One provision would require all institutions approved by the U.S. Department of Homeland Security to accept foreign students to be accredited by a regional or national accrediting agency recognized by the U.S. Department of Education. Two years ago, a major Chronicle investigation revealed that the lack of such a requirement in current student-visa law allowed “sham” universities to enroll thousands of foreign students and permit them to work in the United States. Federal investigators concluded that, without controls to verify colleges’ legitimacy to accept foreign students, the student-visa system was vulnerable to fraud.

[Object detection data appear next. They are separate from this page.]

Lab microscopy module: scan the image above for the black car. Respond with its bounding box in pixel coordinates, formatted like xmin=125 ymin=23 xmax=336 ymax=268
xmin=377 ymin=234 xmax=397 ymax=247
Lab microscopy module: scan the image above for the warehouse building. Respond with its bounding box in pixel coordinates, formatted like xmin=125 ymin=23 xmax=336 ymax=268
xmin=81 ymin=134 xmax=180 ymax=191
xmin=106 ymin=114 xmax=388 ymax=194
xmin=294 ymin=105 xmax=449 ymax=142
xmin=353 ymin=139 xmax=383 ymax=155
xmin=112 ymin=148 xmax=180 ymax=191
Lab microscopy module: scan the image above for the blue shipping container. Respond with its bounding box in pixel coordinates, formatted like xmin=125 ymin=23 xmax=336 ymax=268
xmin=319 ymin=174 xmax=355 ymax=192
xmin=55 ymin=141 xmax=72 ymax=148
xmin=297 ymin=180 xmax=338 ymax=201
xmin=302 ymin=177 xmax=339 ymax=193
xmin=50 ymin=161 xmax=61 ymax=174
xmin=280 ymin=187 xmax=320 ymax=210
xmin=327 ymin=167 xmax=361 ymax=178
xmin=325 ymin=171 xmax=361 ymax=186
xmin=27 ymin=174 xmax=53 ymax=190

A second amendment would require front-line customs officials to have real-time access to the federal student-visa database within 120 days of the legislation’s enactment. The language was prompted by last month’s bombing at the Boston Marathon. A Kazakh student who has been charged with hiding evidence for one of the bombing suspects apparently entered the United States even though his status as an international student had been terminated in the database. That’s because border agents do not have access to the database, a loophole the U.S. Department of Homeland Security has vowed to close.
While colleges have said the data-sharing problem needs to be fixed, Nafsa: Association of International Educators had expressed concern about the provision because it would suspend issuance of student visas if the deadline was not met. Penalizing international students for Homeland Security’s failure to act is wrong, the organization said, noting that foreign students are far more closely tracked than other visa holders.
Both amendments, which passed the committee unanimously on voice votes, were proposed by Sen. Charles E. Grassley, an Iowa Republican. Mr. Grassley, who has voiced concern about the security of the student-visa system, also proposed several other amendments related to higher education, but they were defeated.